Hi,
I have created a simple linear regression model. It runs fine with cpu but when I run the model on gpu it does not fit the model at all. Can some one find out any mistake I have done.
Here is a simple model definition. Its is just a test code nothing for production:
import torch
import torch.nn as nn
import seaborn as sns
import numpy as np
from torch.utils.data import Dataset, DataLoader
import matplotlib.pyplot as plt
np.random.seed(103)
def generate_1d_data():
features = np.linspace(0, 20, num=200)
targets = features + np.sin(features) * 2 + np.random.normal(size=features.shape)
return features, targets
class LinearRegressionModel(torch.nn.Module):
def __init__(self, input_dim, output_dim):
super(LinearRegressionModel, self).__init__()
self.linear = torch.nn.Linear(input_dim, output_dim)
def forward(self, x):
out = self.linear(x)
return out
def get_device(device='cuda'):
if device == 'cpu':
return torch.device('cpu')
return torch.device("cuda:0" if torch.cuda.is_available() else "cpu")
def get_prediction(model, device, inputs):
with torch.no_grad():
preds = model(inputs.to(device)).cpu().numpy()
return preds
def train(model, device, inputs, labels, epochs):
model.to(device)
for epoch in range(epochs):
print(f'Epoch {epoch}')
optimizer.zero_grad()
outputs = model(inputs.to(device))
loss = criterion(outputs, labels.to(device))
loss.backward()
optimizer.step()
return loss
X, y = generate_1d_data()
inputs = torch.tensor(X.reshape(-1, 1), dtype=torch.float32)
labels = torch.tensor(y.reshape(-1, 1), dtype=torch.float32)
criterion = nn.MSELoss()
Running with CPU and GPU is as follows:
# Running with CPU
model = LinearRegressionModel(input_dim=1, output_dim=1)
optimizer = torch.optim.SGD(model.parameters(), lr=0.001)
device = get_device('cpu')
loss = train(model, device, inputs, labels, epochs=2000)
print("loss:", loss.data.cpu().numpy())
m = model.linear.weight.data.cpu().numpy()[0][0]
b = model.linear.bias.data.cpu().numpy()[0]
print("m(slope)=", m, "n(y-intercept)=", b)
predictions_cpu = get_prediction(model, device, inputs)
# Running with GPU
model = LinearRegressionModel(input_dim=1, output_dim=1)
optimizer = torch.optim.SGD(model.parameters(), lr=0.001)
device_gpu = get_device()
loss = train(model, device_gpu, inputs, labels, epochs=2000)
print("loss:", loss.data.cpu().numpy())
m = model.linear.weight.data.cpu().numpy()[0][0]
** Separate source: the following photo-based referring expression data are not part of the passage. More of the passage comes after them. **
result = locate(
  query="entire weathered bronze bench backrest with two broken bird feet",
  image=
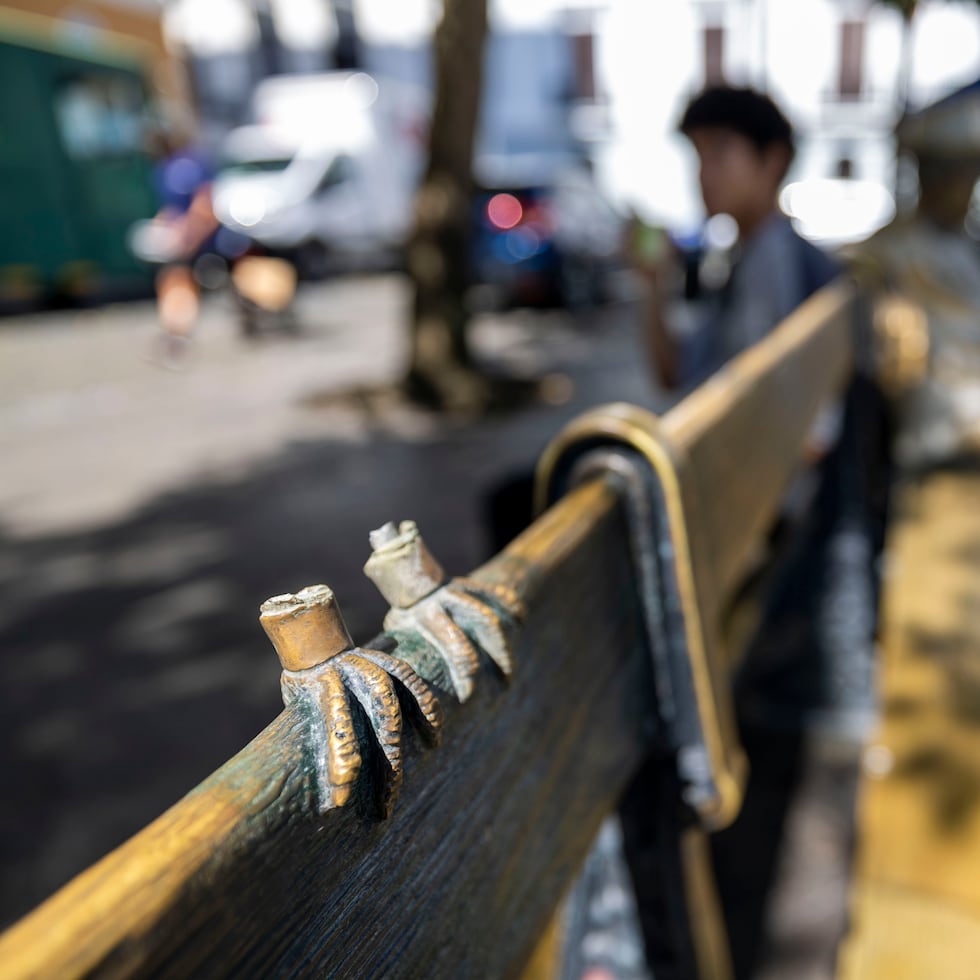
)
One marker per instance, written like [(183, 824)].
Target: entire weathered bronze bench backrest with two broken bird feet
[(280, 864)]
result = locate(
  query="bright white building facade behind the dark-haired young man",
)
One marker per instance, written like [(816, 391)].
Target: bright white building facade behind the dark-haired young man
[(833, 65)]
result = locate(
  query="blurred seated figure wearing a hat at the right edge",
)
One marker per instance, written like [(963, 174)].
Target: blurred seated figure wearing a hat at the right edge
[(924, 271)]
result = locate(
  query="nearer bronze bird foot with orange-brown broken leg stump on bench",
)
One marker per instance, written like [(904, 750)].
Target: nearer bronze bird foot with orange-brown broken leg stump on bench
[(321, 670)]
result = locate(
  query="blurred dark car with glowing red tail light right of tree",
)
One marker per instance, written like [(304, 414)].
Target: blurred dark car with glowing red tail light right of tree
[(550, 240)]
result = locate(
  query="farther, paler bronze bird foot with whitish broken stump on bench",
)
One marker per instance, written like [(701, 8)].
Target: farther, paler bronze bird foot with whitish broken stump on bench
[(455, 619)]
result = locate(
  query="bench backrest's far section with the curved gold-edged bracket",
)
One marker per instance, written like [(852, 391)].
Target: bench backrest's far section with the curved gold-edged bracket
[(723, 458)]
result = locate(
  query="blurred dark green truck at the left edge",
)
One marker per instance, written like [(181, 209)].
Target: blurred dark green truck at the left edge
[(74, 173)]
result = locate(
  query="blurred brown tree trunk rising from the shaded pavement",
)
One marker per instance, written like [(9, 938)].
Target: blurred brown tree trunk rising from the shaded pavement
[(441, 370)]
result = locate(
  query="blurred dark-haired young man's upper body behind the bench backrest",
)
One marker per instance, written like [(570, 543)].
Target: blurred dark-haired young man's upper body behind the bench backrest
[(745, 146)]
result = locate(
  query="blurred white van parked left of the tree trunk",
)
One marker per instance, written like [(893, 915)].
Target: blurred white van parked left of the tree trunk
[(328, 173)]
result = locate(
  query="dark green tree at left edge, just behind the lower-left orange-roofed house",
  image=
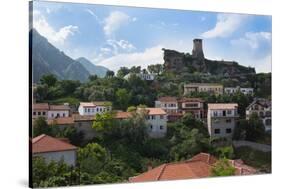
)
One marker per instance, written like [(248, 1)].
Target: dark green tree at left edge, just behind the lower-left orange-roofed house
[(40, 126)]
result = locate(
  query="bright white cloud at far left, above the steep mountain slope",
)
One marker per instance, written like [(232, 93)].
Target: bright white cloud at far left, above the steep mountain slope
[(57, 37)]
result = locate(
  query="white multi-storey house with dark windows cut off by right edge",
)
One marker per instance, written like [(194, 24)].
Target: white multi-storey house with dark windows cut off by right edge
[(262, 107)]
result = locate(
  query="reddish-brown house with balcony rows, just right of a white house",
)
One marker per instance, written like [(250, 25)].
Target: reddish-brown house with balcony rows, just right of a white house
[(194, 106)]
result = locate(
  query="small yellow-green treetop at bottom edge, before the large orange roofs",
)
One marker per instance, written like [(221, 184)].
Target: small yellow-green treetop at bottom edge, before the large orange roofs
[(222, 168)]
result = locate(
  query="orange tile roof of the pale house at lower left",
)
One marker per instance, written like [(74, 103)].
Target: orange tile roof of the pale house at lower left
[(45, 143)]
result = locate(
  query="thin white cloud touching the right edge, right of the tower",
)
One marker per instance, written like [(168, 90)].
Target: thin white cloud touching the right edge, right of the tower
[(254, 40)]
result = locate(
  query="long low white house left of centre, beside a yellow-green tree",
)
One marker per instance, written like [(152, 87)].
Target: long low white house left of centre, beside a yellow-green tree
[(93, 108)]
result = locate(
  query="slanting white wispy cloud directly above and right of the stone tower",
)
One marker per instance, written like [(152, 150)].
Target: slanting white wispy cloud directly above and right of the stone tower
[(225, 26)]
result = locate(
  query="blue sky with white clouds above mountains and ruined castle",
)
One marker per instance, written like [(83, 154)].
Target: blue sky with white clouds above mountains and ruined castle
[(114, 36)]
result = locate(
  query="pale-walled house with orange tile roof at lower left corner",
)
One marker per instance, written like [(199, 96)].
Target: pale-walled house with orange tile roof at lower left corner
[(53, 149)]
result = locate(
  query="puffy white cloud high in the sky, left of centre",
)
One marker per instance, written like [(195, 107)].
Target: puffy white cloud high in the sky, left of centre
[(115, 20)]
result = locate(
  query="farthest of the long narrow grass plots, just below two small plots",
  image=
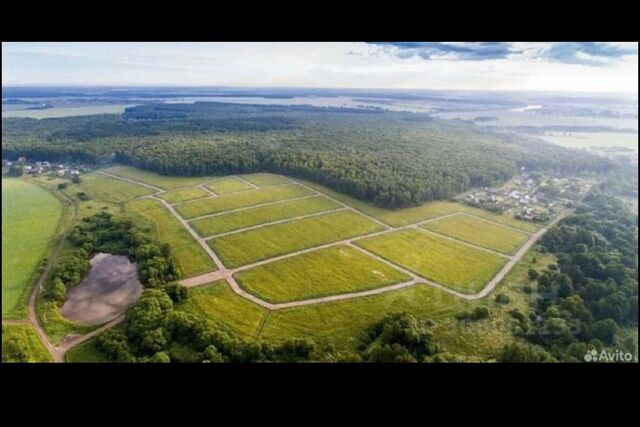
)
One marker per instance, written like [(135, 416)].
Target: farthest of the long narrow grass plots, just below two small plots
[(240, 200)]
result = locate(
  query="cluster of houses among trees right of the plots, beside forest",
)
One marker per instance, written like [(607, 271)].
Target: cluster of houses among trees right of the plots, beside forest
[(531, 197)]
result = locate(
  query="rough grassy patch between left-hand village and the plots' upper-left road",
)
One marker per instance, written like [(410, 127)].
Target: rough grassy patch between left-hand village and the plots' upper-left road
[(104, 189)]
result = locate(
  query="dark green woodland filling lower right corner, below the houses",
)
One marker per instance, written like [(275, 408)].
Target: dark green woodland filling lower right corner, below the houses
[(586, 301)]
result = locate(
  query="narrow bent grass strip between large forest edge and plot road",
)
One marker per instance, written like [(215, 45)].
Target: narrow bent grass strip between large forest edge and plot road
[(412, 215)]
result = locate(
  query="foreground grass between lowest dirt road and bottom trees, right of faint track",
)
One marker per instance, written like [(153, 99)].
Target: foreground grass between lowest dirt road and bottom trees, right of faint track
[(341, 322)]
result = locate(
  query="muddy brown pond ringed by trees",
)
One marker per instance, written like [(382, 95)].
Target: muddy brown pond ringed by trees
[(111, 286)]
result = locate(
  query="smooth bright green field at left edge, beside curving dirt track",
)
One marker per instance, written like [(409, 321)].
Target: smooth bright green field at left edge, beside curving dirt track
[(30, 216)]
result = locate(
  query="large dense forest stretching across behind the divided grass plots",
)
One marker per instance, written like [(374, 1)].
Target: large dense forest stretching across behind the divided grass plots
[(392, 159)]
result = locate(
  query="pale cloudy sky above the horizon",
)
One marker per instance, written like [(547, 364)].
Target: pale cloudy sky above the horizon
[(581, 67)]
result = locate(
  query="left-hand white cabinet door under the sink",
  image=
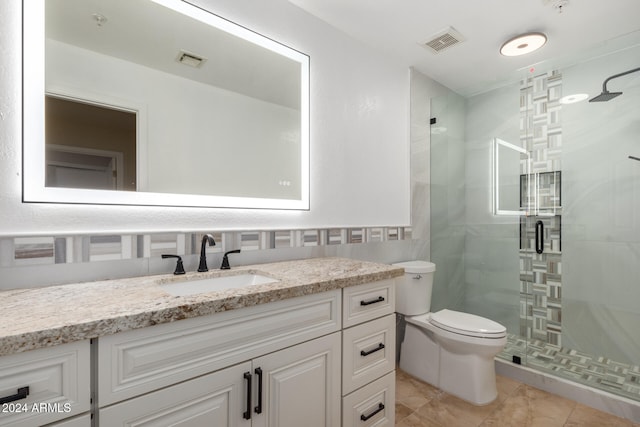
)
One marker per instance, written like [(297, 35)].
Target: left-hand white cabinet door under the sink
[(215, 400)]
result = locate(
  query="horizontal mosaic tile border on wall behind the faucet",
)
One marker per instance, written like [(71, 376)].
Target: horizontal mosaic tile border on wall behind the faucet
[(16, 251)]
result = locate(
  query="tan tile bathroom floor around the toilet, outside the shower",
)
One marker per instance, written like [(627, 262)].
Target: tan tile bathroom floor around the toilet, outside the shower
[(518, 405)]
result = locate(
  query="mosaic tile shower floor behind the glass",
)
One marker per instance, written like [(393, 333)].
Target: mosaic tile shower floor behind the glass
[(598, 372)]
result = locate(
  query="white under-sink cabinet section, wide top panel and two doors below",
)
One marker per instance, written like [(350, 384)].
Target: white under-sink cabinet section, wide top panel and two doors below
[(275, 364)]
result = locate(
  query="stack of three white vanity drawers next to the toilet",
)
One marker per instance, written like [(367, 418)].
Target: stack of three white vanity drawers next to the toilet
[(368, 347)]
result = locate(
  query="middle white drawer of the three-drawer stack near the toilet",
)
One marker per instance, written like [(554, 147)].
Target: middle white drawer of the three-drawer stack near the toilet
[(368, 352)]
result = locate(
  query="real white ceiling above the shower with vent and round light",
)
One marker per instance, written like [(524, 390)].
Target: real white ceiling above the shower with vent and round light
[(475, 65)]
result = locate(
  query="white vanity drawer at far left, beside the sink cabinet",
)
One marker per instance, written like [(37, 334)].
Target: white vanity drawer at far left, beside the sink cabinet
[(57, 379)]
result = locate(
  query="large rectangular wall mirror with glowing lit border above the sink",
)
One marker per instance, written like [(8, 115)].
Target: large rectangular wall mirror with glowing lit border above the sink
[(159, 102)]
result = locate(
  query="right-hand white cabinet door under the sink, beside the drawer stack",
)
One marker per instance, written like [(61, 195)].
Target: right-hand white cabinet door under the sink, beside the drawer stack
[(300, 385)]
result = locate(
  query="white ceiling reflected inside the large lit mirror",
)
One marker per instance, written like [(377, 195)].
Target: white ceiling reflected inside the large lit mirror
[(152, 35)]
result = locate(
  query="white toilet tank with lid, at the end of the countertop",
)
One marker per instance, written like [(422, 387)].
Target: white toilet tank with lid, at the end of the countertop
[(413, 289)]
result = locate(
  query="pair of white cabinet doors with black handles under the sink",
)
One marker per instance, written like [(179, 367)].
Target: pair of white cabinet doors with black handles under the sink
[(297, 386)]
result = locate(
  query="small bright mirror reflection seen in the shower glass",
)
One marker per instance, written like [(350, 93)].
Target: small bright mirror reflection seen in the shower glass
[(508, 162)]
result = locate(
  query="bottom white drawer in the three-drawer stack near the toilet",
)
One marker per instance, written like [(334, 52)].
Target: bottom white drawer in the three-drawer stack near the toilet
[(373, 404)]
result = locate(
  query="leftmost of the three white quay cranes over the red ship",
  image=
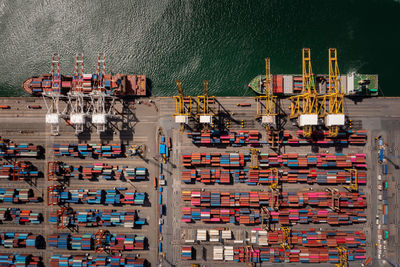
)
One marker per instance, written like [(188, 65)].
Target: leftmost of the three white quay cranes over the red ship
[(53, 112)]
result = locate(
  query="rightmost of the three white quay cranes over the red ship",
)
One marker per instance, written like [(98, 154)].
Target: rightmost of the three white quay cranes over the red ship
[(101, 103)]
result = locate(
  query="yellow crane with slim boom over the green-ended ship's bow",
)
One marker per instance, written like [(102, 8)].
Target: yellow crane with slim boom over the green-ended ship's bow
[(266, 104)]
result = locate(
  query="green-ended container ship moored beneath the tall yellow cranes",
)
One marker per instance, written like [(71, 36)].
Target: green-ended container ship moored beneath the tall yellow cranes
[(353, 84)]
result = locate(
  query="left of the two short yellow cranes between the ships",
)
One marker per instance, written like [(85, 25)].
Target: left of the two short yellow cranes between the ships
[(183, 106)]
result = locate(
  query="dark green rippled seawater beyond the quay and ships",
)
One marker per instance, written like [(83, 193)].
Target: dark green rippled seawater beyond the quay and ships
[(224, 42)]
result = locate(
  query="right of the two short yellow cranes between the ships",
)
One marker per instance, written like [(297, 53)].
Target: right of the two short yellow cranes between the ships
[(206, 109)]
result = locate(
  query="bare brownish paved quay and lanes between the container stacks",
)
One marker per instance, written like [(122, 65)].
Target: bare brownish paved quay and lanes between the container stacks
[(139, 125)]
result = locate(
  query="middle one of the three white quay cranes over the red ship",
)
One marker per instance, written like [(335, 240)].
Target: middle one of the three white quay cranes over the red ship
[(76, 97)]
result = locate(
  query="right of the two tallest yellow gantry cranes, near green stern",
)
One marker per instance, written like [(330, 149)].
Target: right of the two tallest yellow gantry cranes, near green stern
[(331, 106)]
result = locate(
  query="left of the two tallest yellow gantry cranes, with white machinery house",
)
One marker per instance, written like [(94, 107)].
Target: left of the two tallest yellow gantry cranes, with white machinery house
[(304, 107)]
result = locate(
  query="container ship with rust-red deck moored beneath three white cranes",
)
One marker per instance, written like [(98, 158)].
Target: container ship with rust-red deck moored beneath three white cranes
[(113, 85)]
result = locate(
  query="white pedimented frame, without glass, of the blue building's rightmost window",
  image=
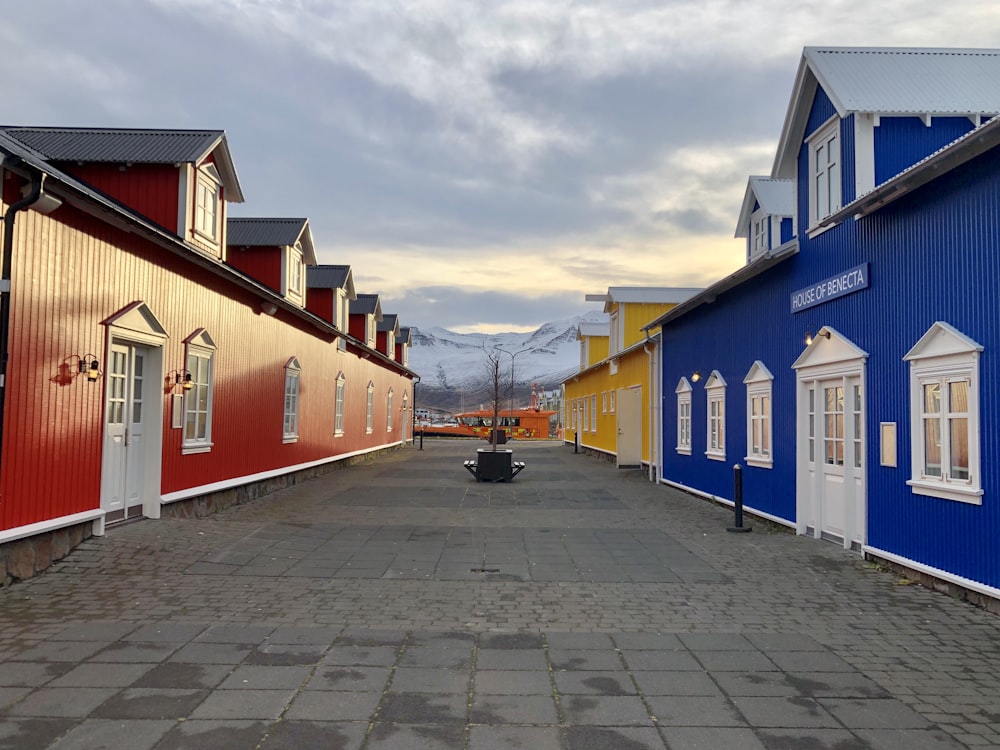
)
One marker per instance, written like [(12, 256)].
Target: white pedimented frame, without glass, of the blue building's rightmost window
[(944, 356)]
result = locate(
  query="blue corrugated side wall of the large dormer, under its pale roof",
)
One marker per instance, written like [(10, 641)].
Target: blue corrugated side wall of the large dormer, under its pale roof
[(901, 142)]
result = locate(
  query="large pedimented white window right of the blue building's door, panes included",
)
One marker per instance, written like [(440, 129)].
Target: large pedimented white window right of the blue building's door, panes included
[(944, 415)]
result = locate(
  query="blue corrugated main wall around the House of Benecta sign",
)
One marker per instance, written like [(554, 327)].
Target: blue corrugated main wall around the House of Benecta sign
[(933, 255)]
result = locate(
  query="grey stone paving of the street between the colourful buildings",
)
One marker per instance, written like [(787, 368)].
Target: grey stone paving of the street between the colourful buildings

b = model.linear.bias.data.cpu().numpy()[0]
print("m(slope)=", m, "n(y-intercept)=", b)
predictions_gpu = get_prediction(model, device_gpu, inputs)
But the results are so different not sure why left one CPU right one GPU. CPU training looks fine.
Does any one see some mistake in the process. Thanks in advance.